Composting Part II: In Apartments

Composting Part II: In Apartments

By Alex Parker

You might be thinking, well, I live in an apartment; composting isn’t possible. Perhaps! Perhaps not.

“Sometimes people will get discouraged about composting because they only know it as a big pile in the back yard, and that’s not a possibility for them,” says Moira Kelley, co-founder of Zero Waste Chicago, an environmental consulting firm that works with businesses and individuals. Kelley points to a number of ways city dwellers can turn their food waste into compost.

In Chicago and the surrounding areas, several companies will collect your food scraps and compost them for you, often giving clients the opportunity to buy back compost. Companies like Waste Not Compost, Block Bins, Urban Canopy and Collective Resource operate in the city and some even suburbs, such as Elmhurst and Palatine.

A cheaper option, Kelley says, is to take food scraps to the Green City Market or to the farmers markets where Urban Canopy collects scraps. Some commercial waste haulers serving the Chicago region also include compost removal services.

Kelley herself uses vermicomposting in her Chicago apartment.

You can take food scraps, feed it to the worms, which “eat it, and poop out compost,” she says. The resulting product can be added to potted plants or urban gardens.

While composting is a noble effort, Kelley says it’s not the best solution to reduce food waste.

“I always like to remind people that composting is not an answer to wasting food,” she says. “A lot people start compositing, and all of a sudden they think it’s OK to throw food that’s gone bad into the compost bin. There’s a level before composting: reduce food waste.”

We’ll take that topic on in another post.

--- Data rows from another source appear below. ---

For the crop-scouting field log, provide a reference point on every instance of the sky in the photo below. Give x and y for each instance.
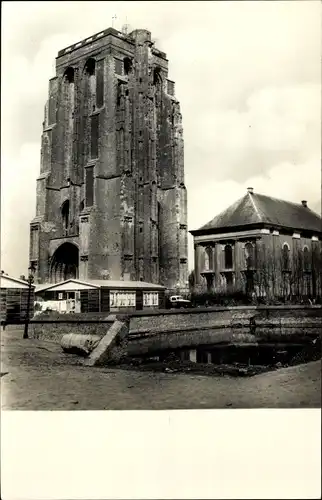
(248, 78)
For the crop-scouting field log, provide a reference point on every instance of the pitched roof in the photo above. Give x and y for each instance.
(257, 209)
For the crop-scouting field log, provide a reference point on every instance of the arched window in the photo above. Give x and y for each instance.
(90, 66)
(65, 214)
(127, 65)
(286, 257)
(228, 251)
(69, 75)
(306, 259)
(249, 255)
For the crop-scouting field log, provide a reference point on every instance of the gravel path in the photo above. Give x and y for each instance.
(37, 375)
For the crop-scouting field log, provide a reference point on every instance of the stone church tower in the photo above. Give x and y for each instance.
(111, 198)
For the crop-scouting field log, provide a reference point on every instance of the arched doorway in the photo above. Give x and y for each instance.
(64, 263)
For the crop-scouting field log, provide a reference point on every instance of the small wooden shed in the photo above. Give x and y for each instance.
(14, 299)
(74, 295)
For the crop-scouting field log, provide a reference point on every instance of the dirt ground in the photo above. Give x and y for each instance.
(37, 375)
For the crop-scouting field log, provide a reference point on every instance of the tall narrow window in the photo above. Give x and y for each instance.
(306, 259)
(228, 251)
(89, 186)
(94, 135)
(286, 257)
(69, 75)
(208, 259)
(65, 214)
(118, 67)
(127, 65)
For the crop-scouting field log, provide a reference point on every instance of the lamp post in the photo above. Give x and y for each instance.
(31, 270)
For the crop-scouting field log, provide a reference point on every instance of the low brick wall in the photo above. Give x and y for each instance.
(53, 326)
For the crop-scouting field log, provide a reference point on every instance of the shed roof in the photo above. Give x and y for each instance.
(254, 208)
(7, 281)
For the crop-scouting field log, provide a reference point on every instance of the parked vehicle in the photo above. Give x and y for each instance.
(179, 302)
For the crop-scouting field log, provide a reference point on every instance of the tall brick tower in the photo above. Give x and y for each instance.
(111, 198)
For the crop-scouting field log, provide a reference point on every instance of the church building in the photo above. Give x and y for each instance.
(111, 196)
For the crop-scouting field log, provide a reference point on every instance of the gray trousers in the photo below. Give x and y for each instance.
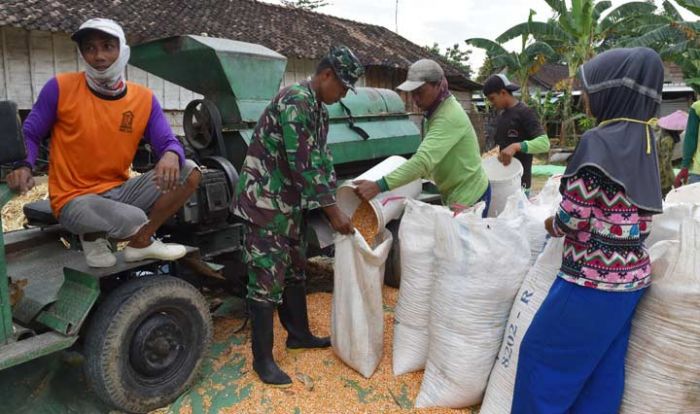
(119, 212)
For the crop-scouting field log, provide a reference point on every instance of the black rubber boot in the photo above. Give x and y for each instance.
(294, 318)
(261, 314)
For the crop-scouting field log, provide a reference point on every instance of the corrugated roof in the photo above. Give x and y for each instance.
(289, 31)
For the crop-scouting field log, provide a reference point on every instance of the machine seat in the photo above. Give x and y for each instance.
(39, 213)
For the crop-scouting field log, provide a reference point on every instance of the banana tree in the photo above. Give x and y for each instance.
(677, 40)
(520, 65)
(577, 32)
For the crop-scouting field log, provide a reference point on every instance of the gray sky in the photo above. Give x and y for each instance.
(446, 22)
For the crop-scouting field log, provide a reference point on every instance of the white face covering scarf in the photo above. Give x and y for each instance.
(111, 81)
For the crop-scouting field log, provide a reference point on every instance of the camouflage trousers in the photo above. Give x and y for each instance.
(272, 261)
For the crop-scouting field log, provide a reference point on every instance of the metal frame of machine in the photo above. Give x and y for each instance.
(65, 300)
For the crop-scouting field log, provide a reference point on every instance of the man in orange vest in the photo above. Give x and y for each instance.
(96, 120)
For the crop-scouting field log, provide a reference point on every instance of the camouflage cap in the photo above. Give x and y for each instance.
(346, 65)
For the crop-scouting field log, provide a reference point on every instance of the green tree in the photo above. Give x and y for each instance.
(455, 56)
(485, 70)
(578, 31)
(520, 65)
(305, 4)
(676, 39)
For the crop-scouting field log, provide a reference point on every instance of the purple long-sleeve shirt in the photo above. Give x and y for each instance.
(43, 116)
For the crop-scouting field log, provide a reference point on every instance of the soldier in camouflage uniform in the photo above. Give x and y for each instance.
(288, 171)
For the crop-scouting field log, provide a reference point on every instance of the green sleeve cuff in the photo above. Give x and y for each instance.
(383, 185)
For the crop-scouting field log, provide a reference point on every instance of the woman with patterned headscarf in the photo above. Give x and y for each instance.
(572, 358)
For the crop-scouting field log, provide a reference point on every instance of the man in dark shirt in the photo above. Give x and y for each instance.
(519, 133)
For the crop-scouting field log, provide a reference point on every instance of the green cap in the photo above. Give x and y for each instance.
(346, 65)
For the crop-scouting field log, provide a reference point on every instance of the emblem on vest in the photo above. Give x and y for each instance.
(127, 121)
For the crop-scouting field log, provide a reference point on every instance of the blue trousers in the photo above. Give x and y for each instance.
(572, 358)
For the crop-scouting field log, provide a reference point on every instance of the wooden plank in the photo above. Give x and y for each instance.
(65, 53)
(3, 66)
(137, 75)
(42, 60)
(19, 87)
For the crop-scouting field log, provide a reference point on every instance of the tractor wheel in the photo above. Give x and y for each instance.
(146, 342)
(392, 269)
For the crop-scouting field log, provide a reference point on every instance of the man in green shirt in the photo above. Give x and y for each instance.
(449, 153)
(690, 166)
(518, 130)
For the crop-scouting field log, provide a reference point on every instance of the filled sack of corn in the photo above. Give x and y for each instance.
(481, 264)
(538, 281)
(418, 271)
(535, 211)
(357, 315)
(663, 358)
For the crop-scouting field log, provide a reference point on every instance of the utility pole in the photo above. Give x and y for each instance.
(396, 17)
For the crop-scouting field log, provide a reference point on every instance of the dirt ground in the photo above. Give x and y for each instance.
(322, 382)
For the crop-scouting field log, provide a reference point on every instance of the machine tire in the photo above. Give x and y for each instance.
(392, 269)
(146, 342)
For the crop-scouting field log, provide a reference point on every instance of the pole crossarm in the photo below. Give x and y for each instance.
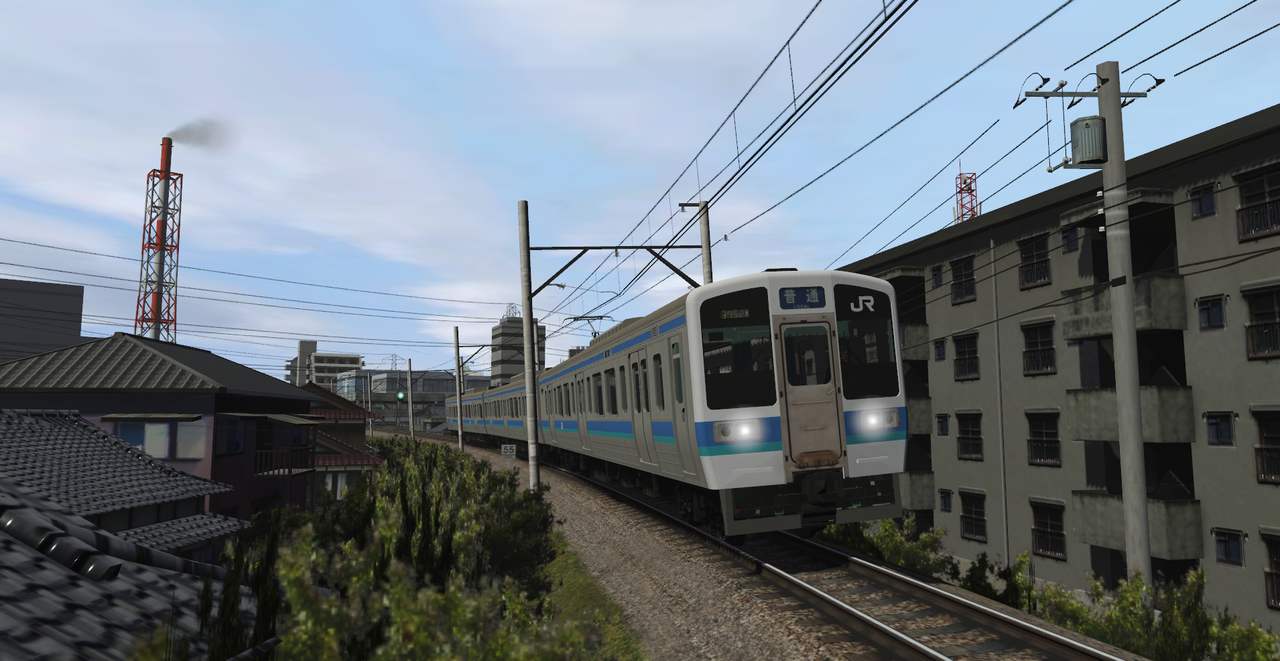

Alex Parker, of La Grange, was trained as a Climate Reality Leader in Minneapolis in 2019. He’s the proud owner of a new battery-powered electric lawn mower for which his neighbors are grateful!


2 Responses

  1. Jane Goldenberg says:

    Here’s another option I saw connected to the Logan Square Farmers Market:

  2. Janice Gintzler says:

    I live in an apt and compost on my balcony. Actually, I took my 30 gallon and 50 gallon composters to my church and use the results in our community garden.